Bomb Alley is a 1983 computer wargame designed by Gary Grigsby for the Apple II and published by Strategic Simulations in 1983. It covers the Mediterranean Theatre of World War II.

The game's main scenario is the summer of 1942 when Rommel's forces threatened to capture Cairo and Alexandria. There is also a smaller scenario covering the Battle of Crete in 1941. Bomb Alley was Grigsby's second game, following Guadalcanal Campaign (1982). It reuses that title's engine, and was coded and distributed as uncompiled Applesoft BASIC. Grigsby developed both games while working full-time for the United States Department of Defense.
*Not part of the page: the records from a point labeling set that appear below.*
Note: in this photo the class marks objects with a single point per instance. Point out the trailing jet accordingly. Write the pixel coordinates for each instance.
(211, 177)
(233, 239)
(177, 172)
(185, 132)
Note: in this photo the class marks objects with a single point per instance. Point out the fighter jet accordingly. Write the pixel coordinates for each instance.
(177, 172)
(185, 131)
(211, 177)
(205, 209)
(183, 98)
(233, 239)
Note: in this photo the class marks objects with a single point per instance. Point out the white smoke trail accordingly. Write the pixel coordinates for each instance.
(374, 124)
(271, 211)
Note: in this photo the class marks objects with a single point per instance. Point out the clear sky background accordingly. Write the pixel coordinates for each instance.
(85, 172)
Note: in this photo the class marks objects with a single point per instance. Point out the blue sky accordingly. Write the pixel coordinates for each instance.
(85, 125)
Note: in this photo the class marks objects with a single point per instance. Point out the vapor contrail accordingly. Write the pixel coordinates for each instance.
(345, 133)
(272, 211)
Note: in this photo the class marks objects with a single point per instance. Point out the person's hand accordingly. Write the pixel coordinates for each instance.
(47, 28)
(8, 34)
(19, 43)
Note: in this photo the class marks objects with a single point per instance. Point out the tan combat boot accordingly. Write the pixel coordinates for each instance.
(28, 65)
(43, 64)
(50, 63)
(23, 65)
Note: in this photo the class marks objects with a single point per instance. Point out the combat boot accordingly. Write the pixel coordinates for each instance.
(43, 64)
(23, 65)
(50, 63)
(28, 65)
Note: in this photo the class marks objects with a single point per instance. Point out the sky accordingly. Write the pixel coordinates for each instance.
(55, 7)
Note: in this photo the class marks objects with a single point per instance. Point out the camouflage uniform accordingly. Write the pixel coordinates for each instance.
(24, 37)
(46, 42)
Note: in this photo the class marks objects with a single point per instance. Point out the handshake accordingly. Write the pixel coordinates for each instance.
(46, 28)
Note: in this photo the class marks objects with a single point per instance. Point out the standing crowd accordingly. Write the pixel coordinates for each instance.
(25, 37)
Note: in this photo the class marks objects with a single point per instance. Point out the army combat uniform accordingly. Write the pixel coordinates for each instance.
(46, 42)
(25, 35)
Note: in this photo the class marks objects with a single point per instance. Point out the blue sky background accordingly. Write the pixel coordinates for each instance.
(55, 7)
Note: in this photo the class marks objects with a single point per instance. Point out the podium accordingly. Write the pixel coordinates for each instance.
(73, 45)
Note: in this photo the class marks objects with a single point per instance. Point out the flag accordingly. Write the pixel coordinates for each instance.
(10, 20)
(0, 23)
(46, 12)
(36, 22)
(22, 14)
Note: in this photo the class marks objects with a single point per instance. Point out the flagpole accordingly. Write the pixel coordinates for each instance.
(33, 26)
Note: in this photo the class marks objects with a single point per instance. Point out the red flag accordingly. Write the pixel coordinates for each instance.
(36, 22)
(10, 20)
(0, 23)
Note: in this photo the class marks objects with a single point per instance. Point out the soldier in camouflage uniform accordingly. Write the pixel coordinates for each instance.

Grigsby followed Bomb Alley with North Atlantic '86 in 1983 using the same engine.

== Gameplay ==
Each turn represented twelve hours, with ground and air combat taking place only during daytime turns.

Grigsby expanded the game from Guadalcanal Campaign with many new features, such as transport aircraft, torpedo boats, and the ability to use paratroops once per game. Most important of all was the ability of aircraft to support ground troops in combat.

As in the previous game, an AI "player" was available for one side only, but this time it was the Allies. The Axis had to have a human player. Also in contrast, there were only three scenarios instead of six, and the "long" campaign game ran less than three months.

Both sides faced the problem of how to keep their forces supplied, primarily with ship convoys, and how best to disrupt the other side's convoys. Where to base the fighters and bombers, which had been obvious in Guadalcanal Campaign, was now a challenge. Control of the air over Africa had to be traded off with the air battles over Malta.

==Development==
Bomb Alley was designed by Gary Grigsby, following his debut title Guadalcanal Campaign in 1982. As with his first game, he developed Bomb Alley in his spare time while working in a civil service position.

==Reception==
Rich Sutton of Video Games wrote that he "highly recommended [Bomb Alley] for the intermediate player".

The game's greatest weakness was the scoring system, which strongly favored the British. While Malta and Tobruk were worth 500 points each if the Allies held them, the Axis received only 200 points each for capturing them. The only high-value target for the Axis was capturing Alexandria itself. This meant the Axis had to win decisively or not at all.

Another problem was the limited types of aircraft available. Historically, the Mediterranean Theatre had a wide mix of German, Italian, British, and American bombers and fighters. Grigsby's system accommodated only one fighter type for each side, and only a few bomber types. A 1983 review in Computer Gaming World complained about this lack of detail, which may have contributed to Bomb Alley selling less well than Guadalcanal Campaign. A 1993 survey in the magazine of wargames gave the game one-plus stars out of five.

There were some bugs in the source code, but they did not interfere with the playability of the game. A line of code accidentally carried over from Guadalcanal Campaign halved the accuracy of the British torpedo bombers from what the manual said. However, they were still able to inflict serious losses on Axis ships. Another bug prevented the major Allied base at Gibraltar from receiving additional supplies, but there was a stockpile at the start large enough to last through most games.